“Ijck wens,” schreef een vrouw in de zeventiende eeuw aan haar echtgenoot op zee, “mijn alderlijste man dussent goeden nacht”. De taalkundige uit de eenentwintigste eeuw wipt verheugd op uit haar stoel, bijvoorbeeld vanwege dat wens. Ooit had de eerste persoon enkelvoud in het Nederlands de uitgang –e: ik wense. In de loop van de tijd verdween die e ([ə]); inmiddels vind je hem alleen nog in dialecten, zoals in het oosten van Nederland en Oost Vlaanderen.

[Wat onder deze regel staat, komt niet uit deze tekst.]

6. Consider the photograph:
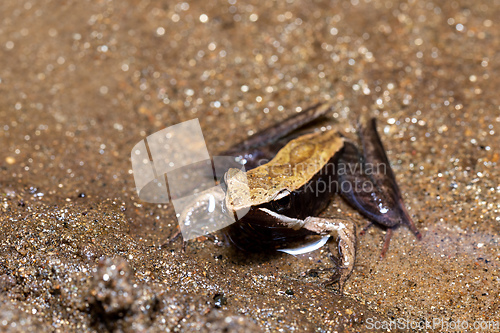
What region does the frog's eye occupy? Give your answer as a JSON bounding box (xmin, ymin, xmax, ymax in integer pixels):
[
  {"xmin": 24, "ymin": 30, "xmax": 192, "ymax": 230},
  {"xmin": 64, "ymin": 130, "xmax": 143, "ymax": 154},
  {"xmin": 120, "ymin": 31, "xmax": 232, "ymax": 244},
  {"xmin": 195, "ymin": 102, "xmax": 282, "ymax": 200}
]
[{"xmin": 271, "ymin": 189, "xmax": 292, "ymax": 212}]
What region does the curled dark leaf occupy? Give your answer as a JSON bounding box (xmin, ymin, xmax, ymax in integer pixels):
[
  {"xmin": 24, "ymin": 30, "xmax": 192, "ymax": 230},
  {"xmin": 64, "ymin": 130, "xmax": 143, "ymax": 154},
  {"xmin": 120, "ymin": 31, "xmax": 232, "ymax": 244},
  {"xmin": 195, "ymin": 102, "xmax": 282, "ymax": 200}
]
[{"xmin": 338, "ymin": 118, "xmax": 422, "ymax": 257}]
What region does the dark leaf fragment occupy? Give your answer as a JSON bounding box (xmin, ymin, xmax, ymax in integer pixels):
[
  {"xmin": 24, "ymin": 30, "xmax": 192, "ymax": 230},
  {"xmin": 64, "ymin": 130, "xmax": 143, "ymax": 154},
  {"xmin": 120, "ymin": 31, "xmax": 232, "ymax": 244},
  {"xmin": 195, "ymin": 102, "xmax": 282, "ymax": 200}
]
[{"xmin": 337, "ymin": 118, "xmax": 422, "ymax": 257}]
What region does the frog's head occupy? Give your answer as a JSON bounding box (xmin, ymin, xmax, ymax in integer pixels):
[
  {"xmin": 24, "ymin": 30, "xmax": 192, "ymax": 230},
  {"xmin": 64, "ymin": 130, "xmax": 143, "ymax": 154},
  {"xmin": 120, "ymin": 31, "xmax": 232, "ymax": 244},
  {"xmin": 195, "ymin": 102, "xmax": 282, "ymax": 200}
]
[{"xmin": 224, "ymin": 131, "xmax": 344, "ymax": 219}]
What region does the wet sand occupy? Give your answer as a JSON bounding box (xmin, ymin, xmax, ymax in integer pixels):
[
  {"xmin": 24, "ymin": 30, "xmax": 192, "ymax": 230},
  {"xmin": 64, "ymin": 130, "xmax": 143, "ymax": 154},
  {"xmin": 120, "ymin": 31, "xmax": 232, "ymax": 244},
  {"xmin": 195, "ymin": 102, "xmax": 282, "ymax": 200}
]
[{"xmin": 0, "ymin": 0, "xmax": 500, "ymax": 332}]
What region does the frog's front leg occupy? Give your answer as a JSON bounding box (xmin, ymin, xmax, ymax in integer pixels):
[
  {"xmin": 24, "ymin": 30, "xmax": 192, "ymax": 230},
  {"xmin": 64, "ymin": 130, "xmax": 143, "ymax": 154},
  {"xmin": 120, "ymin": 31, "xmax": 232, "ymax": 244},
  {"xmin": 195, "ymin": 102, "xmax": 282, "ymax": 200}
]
[{"xmin": 303, "ymin": 217, "xmax": 356, "ymax": 294}]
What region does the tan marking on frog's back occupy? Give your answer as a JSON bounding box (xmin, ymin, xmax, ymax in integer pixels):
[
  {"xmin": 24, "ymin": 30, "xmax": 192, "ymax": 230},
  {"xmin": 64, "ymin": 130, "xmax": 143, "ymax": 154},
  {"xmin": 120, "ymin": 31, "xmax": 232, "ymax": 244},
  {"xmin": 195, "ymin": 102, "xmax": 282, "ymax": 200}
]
[{"xmin": 226, "ymin": 131, "xmax": 344, "ymax": 210}]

Hij heeft er eeuwen over gedaan om te verdwijnen. Hoe is dat precies in zijn werk gegaan? Dat is een van de vragen die de promovenda Judith Nobels stelt in het proefschrift dat ze later deze maand in Leiden verdedigt.

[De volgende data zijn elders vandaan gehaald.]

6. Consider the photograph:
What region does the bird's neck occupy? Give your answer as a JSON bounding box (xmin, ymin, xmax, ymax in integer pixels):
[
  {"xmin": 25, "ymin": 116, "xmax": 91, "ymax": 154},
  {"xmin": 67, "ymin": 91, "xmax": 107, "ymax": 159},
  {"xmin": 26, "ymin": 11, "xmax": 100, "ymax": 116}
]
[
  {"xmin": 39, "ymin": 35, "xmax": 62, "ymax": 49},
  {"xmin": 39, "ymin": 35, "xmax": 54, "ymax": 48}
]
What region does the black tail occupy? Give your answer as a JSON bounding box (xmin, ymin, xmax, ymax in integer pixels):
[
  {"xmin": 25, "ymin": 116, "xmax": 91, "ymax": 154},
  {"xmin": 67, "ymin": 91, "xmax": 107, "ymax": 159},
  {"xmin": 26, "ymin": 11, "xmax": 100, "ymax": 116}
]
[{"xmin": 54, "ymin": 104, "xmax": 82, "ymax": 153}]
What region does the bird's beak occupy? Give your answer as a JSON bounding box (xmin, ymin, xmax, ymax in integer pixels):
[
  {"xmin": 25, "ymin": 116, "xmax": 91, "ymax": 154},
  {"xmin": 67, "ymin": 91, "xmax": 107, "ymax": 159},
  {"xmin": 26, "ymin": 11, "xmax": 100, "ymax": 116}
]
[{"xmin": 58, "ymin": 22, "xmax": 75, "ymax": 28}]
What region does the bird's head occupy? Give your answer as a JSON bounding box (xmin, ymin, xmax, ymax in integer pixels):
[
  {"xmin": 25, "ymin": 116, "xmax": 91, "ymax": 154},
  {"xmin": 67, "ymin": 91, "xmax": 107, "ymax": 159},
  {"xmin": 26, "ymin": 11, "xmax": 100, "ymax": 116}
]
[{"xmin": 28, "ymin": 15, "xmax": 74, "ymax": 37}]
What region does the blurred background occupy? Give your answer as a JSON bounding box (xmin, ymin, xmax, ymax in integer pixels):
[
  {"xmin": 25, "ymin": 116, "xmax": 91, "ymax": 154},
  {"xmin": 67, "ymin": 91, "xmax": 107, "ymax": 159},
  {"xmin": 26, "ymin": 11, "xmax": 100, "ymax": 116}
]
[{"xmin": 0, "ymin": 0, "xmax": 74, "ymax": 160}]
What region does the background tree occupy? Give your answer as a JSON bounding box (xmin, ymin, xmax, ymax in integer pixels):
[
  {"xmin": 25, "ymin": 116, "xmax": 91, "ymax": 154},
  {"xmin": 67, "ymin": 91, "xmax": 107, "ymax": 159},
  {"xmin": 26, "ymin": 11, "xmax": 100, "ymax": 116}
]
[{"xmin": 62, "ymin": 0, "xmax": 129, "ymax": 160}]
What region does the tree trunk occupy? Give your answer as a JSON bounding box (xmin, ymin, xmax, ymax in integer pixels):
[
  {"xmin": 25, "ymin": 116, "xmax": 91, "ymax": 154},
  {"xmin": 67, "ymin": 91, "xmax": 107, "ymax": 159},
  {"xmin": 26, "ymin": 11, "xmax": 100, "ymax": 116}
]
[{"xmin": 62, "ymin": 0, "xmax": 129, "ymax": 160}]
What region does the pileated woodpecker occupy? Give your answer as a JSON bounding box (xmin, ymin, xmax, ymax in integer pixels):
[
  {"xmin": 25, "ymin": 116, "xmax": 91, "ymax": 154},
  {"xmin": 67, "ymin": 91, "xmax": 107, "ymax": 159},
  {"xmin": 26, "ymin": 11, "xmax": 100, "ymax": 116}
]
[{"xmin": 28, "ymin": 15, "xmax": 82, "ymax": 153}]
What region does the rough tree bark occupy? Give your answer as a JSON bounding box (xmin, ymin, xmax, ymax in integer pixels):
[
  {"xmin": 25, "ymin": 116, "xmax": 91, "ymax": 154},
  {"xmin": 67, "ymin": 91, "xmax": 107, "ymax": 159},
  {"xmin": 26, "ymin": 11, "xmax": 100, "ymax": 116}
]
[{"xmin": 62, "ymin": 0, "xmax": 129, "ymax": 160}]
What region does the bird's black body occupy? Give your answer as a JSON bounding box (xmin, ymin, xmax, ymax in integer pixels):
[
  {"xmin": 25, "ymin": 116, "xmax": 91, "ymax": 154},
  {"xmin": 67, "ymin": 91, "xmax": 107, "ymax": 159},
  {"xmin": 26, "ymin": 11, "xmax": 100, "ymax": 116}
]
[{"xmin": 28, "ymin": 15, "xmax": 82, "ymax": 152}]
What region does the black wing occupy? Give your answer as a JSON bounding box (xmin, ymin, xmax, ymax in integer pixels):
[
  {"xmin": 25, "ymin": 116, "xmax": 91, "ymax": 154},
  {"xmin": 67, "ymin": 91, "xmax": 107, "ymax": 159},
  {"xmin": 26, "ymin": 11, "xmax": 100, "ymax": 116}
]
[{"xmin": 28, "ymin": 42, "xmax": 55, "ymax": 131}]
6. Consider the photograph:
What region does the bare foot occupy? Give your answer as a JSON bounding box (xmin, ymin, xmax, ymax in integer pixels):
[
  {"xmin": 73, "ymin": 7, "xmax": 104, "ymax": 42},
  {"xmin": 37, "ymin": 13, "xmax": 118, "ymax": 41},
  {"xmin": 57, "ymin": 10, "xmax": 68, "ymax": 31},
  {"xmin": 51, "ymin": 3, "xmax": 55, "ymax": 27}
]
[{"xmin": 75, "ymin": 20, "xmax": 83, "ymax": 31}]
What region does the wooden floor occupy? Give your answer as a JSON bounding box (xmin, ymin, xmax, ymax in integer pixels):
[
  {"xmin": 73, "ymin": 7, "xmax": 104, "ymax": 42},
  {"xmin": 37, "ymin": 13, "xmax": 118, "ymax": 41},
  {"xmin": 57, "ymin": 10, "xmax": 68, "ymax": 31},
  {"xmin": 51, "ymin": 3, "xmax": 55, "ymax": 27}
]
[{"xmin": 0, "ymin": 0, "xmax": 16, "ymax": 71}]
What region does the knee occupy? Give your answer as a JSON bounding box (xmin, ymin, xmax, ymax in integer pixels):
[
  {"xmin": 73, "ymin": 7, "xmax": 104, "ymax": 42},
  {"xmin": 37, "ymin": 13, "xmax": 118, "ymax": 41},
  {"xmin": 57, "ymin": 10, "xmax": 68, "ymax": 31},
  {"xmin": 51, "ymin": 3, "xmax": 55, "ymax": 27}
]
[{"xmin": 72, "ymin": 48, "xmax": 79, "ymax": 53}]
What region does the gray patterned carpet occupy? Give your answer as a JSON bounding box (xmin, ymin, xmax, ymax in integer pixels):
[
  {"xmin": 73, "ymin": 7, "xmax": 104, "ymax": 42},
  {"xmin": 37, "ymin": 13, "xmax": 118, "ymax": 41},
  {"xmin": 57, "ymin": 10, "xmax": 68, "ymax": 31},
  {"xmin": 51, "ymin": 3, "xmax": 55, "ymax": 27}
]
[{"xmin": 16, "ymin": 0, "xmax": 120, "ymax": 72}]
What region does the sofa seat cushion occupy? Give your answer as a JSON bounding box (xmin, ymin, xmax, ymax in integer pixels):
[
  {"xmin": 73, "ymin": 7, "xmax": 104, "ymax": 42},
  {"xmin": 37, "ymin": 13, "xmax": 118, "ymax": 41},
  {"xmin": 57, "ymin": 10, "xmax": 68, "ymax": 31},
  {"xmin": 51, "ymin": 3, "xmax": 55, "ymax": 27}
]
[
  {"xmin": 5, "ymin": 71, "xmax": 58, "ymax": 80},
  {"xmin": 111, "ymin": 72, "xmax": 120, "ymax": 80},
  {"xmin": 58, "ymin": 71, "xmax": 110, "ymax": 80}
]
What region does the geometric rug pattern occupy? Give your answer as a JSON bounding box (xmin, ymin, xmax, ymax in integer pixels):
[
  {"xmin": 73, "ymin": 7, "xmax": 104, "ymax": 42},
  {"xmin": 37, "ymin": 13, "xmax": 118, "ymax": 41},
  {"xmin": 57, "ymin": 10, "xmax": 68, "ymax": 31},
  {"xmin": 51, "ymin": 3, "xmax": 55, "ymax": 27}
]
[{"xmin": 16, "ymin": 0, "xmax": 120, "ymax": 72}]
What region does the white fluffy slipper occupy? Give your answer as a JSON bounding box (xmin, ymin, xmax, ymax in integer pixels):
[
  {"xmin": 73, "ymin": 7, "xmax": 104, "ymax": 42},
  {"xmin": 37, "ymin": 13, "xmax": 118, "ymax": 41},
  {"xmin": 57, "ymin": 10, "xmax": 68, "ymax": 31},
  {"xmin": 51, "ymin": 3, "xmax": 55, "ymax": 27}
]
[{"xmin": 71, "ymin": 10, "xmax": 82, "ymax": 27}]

Tot voor kort werd zulk onderzoek ernstig bemoeilijkt doordat de onderzoeker weinig meer kon doen dan zelf allerlei gedichten en andere literatuur door te nemen. Daar waren twee problemen mee.
In de eerste plaats schiet het natuurlijk niet op, dat eindeloos Hooft en Vondel doorvlooien op hun zinnen die in de eerste persoon gesteld zijn. In de tweede plaats is het natuurlijk bij zulke verandering interessanter om ook iets te weten over de taal van de gewone man.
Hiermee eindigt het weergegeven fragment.